They shared a prison with Charles Ponzi, who was awaiting deportation for inventing the Ponzi scheme. Al Capone was named one of the 10 most outstanding people in the world.
Fake news? Among its many transgressions against reality, the Evening Graphic published stories that Rudolph Valentino supposedly wrote after he died. Its “composograph” illustrations pasted pictures of real people onto the bodies of models, most famously depicting a naked woman identified as Peaches testifying at an annulment proceeding.
The booming stock market, manipulated by insiders to freeze out small investors, burgeoned into a bubble that led to the disastrous crash of 1929. More than a thousand people died in car crashes in New York City, four times today’s fatality rate.
Two-thirds of murders went unsolved, and nine-tenths of all serious crimes went unpunished. Moral decline, so conservatives said, was ubiquitous. The Ladies Home Journal asked, “Does Jazz Put the Sin in Syncopation?” America had the highest divorce rate in the world.
Despite seven years of prohibition, New York had twice as many drinking establishments in 1927 as it did before the Prohibition Amendment passed. The federal government, seeking to curb the illegal consumption of industrial alcohol, loaded it with poison, killing some 11,700 Americans.
Even a deregulated America turned out to have disadvantages.

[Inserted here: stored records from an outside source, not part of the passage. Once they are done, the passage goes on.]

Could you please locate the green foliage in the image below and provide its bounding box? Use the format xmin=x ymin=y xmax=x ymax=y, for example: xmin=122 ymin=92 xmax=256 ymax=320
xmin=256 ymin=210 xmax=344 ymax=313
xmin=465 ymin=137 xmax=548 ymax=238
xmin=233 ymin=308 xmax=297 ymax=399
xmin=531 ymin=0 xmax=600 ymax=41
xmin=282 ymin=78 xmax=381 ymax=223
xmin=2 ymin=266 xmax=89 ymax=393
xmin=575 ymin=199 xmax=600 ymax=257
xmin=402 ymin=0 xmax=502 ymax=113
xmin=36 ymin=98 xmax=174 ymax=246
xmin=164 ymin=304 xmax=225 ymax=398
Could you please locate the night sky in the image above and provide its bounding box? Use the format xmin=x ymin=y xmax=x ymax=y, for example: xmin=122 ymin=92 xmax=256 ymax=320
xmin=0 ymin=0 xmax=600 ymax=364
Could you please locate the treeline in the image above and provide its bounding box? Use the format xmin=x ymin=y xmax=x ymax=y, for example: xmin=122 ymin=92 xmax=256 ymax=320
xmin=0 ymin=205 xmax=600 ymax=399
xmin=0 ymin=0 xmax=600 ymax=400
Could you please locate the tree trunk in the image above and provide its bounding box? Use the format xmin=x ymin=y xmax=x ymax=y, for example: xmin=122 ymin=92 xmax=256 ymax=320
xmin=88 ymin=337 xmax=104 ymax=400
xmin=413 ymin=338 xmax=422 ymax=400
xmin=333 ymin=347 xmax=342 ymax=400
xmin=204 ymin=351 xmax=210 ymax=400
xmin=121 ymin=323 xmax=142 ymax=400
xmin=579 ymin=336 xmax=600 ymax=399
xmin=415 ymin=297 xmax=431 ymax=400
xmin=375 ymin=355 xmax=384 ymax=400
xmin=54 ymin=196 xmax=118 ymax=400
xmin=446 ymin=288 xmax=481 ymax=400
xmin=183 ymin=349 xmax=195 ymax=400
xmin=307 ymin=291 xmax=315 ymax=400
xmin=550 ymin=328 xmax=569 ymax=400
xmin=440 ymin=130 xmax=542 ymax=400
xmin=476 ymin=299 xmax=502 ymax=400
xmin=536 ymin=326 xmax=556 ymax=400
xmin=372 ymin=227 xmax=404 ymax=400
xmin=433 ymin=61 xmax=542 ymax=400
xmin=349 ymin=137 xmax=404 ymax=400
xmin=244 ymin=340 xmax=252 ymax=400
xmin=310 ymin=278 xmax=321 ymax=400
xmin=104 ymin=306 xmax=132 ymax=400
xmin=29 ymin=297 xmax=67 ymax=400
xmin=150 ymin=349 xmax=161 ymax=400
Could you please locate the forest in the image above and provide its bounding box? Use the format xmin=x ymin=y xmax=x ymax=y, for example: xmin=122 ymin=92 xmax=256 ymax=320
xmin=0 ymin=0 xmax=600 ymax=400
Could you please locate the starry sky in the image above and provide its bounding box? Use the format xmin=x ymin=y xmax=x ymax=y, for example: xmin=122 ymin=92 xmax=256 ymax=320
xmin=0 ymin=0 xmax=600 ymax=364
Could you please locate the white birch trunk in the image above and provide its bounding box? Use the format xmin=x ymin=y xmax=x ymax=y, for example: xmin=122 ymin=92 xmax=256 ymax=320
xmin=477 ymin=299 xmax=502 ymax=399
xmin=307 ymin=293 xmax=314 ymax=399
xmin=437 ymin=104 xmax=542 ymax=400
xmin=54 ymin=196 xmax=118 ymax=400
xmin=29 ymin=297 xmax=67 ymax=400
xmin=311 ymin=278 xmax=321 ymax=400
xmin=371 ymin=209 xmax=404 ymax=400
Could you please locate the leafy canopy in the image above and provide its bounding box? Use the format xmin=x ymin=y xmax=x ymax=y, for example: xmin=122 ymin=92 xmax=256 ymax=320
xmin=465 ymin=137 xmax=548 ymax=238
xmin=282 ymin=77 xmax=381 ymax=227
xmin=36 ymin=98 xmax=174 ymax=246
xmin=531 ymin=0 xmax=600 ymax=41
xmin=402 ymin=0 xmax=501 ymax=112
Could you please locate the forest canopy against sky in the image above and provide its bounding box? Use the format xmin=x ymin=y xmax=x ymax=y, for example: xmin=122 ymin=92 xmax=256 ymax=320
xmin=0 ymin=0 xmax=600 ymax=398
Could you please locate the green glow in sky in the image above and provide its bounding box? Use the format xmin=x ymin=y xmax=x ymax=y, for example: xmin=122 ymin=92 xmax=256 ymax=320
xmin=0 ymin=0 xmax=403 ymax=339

By the time Lindbergh made his famous flight, German airlines were carrying 151,000 passengers a year. A thousand people a week were flying between London and Paris. In America, aviation remained unregulated and highly dangerous. There was no regular passenger service, and 31 of the first 40 airmail pilots died in crashes.
Babe Ruth, the Sultan of Swat, spent the decade playing himself into shape, then partying himself out of it. Not only could he not remember the names of his teammates, he had to admit that he couldn’t remember whether he had slept with a woman who named him in a paternity suit.
Even Lindbergh, the golden boy of the year, turned out to be an anti-Semite who suggested we should have been fighting on the German side in World War II.
Whoa, I thought, as my time machine crashed back into the 21st century. No thanks, Mr. Bryson. Maybe I will just stay right here. My post-election dream was turning into a post-election nightmare.